Eight pricey movie commercials were telecast in NBC Television’s Super Bowl with NBC’s corporate sibling Universal Pictures behind six of the films.
The rate-card for in-game commercials is $4.5 million. Movies are typically a big category taking 4-10 of the 60+ Super Bowl slots. It looks like NBC Universal—which is owned by diversified cable TV conglomerate Comcast—piled in Universal commercials to help NBC Television make the professional football championship game a sellout. NBC Television announced just a few days ago the final commercial was sold, while in other years the sellout occurred weeks earlier,
You can tell NBC Universal made it all-hands-on-deck by having Universal’s erotic female drama “Fifty Shades of Grey” in the Super Bowl, since it’s a poor demographic fit with the male-oriented sports event.
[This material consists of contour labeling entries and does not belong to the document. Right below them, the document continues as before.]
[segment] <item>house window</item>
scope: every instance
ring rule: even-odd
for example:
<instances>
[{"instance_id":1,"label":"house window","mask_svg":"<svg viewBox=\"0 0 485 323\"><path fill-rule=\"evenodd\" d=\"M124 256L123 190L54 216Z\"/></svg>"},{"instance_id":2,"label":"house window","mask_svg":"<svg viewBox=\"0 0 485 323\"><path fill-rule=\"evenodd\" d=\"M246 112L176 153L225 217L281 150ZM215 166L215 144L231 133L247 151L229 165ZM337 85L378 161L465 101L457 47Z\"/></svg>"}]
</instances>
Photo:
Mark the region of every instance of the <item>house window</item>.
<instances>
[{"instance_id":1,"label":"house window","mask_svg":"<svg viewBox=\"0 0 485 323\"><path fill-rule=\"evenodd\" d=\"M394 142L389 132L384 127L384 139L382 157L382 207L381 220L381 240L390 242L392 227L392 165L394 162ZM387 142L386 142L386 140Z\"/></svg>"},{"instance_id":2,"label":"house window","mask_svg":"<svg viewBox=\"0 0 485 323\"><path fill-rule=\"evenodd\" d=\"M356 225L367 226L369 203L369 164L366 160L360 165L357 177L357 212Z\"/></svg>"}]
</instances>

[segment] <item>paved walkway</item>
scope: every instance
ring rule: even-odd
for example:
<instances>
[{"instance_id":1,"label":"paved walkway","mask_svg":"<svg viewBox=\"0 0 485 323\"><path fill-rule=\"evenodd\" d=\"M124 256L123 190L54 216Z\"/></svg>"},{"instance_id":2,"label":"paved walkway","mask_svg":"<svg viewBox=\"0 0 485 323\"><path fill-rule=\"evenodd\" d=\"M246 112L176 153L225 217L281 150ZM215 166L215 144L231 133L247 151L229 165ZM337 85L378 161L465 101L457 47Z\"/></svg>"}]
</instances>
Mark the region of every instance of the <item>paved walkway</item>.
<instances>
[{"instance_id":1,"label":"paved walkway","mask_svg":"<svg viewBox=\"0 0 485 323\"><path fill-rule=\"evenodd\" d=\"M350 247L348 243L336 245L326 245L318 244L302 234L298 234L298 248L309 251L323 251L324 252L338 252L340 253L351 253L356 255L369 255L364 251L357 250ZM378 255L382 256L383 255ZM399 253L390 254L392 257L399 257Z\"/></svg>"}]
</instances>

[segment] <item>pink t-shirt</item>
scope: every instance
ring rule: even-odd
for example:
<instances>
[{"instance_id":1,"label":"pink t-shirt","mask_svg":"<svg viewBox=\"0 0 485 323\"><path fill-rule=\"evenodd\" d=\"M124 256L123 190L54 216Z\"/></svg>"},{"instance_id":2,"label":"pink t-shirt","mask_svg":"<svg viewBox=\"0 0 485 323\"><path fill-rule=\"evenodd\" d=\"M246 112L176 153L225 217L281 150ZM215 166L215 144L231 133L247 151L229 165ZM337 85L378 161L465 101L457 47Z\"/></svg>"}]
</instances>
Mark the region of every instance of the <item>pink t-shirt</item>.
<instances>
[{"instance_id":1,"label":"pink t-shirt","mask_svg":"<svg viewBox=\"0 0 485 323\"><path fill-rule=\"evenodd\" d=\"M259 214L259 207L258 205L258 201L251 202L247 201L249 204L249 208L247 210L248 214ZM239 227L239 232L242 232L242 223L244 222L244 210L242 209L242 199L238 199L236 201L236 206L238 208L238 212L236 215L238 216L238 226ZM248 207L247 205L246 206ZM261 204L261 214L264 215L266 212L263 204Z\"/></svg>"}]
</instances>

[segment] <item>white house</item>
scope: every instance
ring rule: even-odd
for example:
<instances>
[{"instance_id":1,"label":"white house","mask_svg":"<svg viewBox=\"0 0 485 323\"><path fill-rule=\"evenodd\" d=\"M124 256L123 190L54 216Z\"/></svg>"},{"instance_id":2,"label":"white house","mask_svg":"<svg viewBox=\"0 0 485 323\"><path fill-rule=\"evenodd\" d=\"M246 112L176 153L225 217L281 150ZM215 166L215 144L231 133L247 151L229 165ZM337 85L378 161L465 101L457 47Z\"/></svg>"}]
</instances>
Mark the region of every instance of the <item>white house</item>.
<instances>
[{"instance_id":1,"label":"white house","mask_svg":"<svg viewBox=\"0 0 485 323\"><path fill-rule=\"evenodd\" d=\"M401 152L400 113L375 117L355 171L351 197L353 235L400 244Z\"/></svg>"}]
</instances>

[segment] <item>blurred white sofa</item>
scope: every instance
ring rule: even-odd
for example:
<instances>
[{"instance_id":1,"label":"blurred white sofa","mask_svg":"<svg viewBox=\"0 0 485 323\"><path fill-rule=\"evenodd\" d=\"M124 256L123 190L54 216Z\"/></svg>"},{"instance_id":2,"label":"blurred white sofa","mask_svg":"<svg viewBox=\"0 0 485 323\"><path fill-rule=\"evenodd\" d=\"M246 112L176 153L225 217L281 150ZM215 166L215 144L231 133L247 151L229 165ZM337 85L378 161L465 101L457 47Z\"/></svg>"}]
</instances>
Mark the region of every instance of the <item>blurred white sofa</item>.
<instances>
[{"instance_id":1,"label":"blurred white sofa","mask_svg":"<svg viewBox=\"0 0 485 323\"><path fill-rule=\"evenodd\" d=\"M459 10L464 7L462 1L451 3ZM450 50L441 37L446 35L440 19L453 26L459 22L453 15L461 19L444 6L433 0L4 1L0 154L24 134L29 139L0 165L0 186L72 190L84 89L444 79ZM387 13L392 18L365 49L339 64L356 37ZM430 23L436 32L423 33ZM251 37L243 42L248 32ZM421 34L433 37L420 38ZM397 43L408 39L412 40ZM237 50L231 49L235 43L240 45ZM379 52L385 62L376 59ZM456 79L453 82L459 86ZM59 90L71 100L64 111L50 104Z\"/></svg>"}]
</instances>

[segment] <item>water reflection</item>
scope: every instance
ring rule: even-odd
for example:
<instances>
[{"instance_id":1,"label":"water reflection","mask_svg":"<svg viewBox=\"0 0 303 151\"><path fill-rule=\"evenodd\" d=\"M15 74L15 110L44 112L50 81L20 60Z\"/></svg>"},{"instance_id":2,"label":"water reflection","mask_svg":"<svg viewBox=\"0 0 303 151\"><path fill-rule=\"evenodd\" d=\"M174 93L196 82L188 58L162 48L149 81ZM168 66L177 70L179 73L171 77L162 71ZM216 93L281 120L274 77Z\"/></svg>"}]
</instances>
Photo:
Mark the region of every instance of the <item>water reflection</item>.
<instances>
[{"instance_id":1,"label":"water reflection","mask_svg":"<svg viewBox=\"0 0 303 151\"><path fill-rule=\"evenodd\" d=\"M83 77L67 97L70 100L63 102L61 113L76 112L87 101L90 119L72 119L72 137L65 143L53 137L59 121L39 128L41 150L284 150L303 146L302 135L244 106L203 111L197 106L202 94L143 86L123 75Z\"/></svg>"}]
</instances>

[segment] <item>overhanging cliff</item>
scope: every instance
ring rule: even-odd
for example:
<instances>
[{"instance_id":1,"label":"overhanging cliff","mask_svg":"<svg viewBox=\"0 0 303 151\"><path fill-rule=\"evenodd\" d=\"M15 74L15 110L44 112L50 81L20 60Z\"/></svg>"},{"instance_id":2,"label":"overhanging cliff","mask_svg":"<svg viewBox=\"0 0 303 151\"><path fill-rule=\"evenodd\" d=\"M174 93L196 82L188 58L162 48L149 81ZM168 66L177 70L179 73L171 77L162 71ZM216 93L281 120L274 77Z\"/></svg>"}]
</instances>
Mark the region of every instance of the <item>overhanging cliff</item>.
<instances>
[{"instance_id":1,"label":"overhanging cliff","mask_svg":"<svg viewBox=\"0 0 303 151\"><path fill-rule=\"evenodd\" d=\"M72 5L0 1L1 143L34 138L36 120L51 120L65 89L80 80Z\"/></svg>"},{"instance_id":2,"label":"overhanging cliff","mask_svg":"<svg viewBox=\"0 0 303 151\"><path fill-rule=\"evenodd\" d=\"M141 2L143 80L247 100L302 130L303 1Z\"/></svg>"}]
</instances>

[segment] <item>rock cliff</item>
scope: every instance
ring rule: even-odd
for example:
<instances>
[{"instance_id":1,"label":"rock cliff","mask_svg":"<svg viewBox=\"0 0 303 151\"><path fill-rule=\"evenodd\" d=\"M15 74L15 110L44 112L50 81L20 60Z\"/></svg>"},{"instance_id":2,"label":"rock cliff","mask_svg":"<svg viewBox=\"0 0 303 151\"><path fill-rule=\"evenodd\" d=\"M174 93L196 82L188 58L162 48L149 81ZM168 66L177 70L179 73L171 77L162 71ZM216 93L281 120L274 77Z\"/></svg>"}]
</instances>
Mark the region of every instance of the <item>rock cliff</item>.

And “Fifty Shades” hardly needs to build awareness–the main goal of movie movie ads in the Super Bowl–given the built-in fan base of the source book.
In addition, two other film commercials ran just before the start of the game.
The eight in-game commercials were: Universal Pictures’ “Jurassic World,” Disney’s “Tomorrowland,” Universal’s “Minions,” Paramount’s “Terminator: Genisys,” Universal’s “Furious 7,” Universal’s “Perfect Pitch 2,” Universal Pictures “Fifty Shades of Grey” and Universal’s “Ted 2” (“Perfect Pitch 2” was in half-time, which was a good demographic fit with the musical half-time show). All were 30-seconds, except “Furious 7,” which ran 60 seconds.
Just prior to the game, commercials for Liongate’s “The Divergence Series: Insurgent” and 20th Century Fox’s “Kingsman: The Secret Service” appeared.
A new wrinkle this year is movie ads ranked unusually high in creativity. Usually, they’re at the very bottom of consumer votes for being interesting, because film commercials usually just string together scenes from movies. There are no elaborate original productions like in other categories. According to USA Today’s AdMeter, “Jurassic World” was #25 of 61 and “Minions” #28, to lead the movie category. Lowest was “Fifty Shades of Grey” at #5, which buttresses my contention the erotic female drama is a poor fit to advertise in a sports event.
The high ratings may signal this crop of Super Bowl movie ads are well received by moviegoers. We’ll see as these films premiere in theaters in the weeks ahead.